Tagungsbericht 2020 – Teil 2

Internationales Rechtsinformatik Symposion

Tagungsbericht 2020 – Teil 2

Beim diesjährigen IRI§ ging des um das Thema „Verantwortungsbewusste Digitalisierung“. | © stadtratte - stock.adobe.com
Beim diesjährigen IRI§ ging des um das Thema „Verantwortungsbewusste Digitalisierung“. | © stadtratte - stock.adobe.com

Dieser Beitrag setzt den in PUBLICUS  begonnenen Tagungsbericht fort.

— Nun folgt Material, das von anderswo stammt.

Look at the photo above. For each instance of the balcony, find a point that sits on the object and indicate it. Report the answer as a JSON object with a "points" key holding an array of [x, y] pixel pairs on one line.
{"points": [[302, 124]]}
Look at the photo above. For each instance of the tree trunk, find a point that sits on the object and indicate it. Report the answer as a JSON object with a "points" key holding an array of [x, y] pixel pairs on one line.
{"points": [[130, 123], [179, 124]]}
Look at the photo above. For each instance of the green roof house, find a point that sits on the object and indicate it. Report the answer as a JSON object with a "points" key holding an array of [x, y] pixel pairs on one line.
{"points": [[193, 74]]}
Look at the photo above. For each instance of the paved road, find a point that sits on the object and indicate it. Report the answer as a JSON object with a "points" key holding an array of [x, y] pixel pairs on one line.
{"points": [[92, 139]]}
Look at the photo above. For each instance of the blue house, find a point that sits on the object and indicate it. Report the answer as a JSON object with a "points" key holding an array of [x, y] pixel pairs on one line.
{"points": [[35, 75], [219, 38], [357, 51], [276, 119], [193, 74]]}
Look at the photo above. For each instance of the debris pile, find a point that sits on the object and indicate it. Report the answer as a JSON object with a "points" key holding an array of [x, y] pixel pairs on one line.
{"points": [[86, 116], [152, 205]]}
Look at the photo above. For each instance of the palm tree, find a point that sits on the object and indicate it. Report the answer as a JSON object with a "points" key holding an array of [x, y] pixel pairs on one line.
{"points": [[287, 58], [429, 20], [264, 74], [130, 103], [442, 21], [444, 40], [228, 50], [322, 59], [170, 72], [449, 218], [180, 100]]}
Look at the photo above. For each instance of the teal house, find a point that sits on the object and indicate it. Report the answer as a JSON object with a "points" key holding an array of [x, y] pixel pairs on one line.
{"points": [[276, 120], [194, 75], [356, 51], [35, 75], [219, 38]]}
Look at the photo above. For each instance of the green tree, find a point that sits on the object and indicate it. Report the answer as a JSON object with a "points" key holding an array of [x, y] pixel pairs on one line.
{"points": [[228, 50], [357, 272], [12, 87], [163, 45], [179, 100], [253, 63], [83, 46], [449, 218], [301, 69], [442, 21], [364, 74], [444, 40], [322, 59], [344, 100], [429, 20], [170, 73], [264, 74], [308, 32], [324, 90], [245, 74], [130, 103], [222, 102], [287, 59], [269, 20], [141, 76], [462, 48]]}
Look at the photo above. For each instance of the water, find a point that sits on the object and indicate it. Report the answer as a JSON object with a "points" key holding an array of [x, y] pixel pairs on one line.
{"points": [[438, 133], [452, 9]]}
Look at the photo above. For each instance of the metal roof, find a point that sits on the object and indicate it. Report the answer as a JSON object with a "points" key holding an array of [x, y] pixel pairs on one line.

Digitalisierung von Rechtsinformationen der EU

Enrico Francesconi (Vortragender), Rudolf Strohmeier und Gordana Materljan vom Amt für amtliche Veröffentlichungen der EU betonten die Verantwortung dieses Amtes für die nutzerfreundliche Dokumentation juristischer Inhalte trotz der Komplexität des Europäischen Rechtsraumes. Der Zugang zu Gesetzen und Gerichtsentscheidungen sei unter anderem eine Frage von Transparenz und Rechtssicherheit. Daher sei zu klären, wie denn Rechtsinformationen aufbereitet werden sollten, damit solche Rechtsfragen korrekt beantwortet werden können, die bei Google-Anfragen nicht zu direkten Antworten führen. Man benötige hierfür sogenannte „Linked Open Data“ nach dem Beispiel von Wikipedia und DBPedia für korrekte Antworten auf Fragen wie: Wie lautet das Bundesdatenschutzgesetz in der am 1.1.2019 geltenden Fassung? Wann trat die tschechische Durchführungsverordnung zum EU-Verbraucherschutzrecht in Kraft? Welche Verbraucherrechte haben EU-Bürger? Und welche impliziten Verbraucherrechte kommen laut EuGH noch dazu? – Als Hilfsmittel für diese Arbeit erwähnt wurde „Cellar“, ein großes Open-Data-Repository des Amtes für amtliche Veröffentlichungen. Das Common Data Model CDM beschreibe als Ontologie die semantischen Datenstrukturen des „Cellar“ mit seinen 250 Millionen Dokumenten in 24 Sprachen mit 1,5 Milliarden RDF-Triples. Der „Cellar“ solle für die Entwicklung von künstlichen Intelligenzen Unterstützung bieten. Auf diese Weise könnte das Semantische Web mit Linked Open Data den Europäischen Rechtsrahmen beherrschbarer machen. Außer Menschen und Maschinen sollen im Web 4.0 auch noch „intelligente Agenten“ Informationen automatisch suchen und verknüpfen können. Die Dokumentenzentrierung bleibe bestehen, werde aber durch Metadatennutzung und Zusammenführungen überlagert und durch SPARQL-fähige Datenbanken würden überdies auch Subdokumente einfach zugänglich gemacht.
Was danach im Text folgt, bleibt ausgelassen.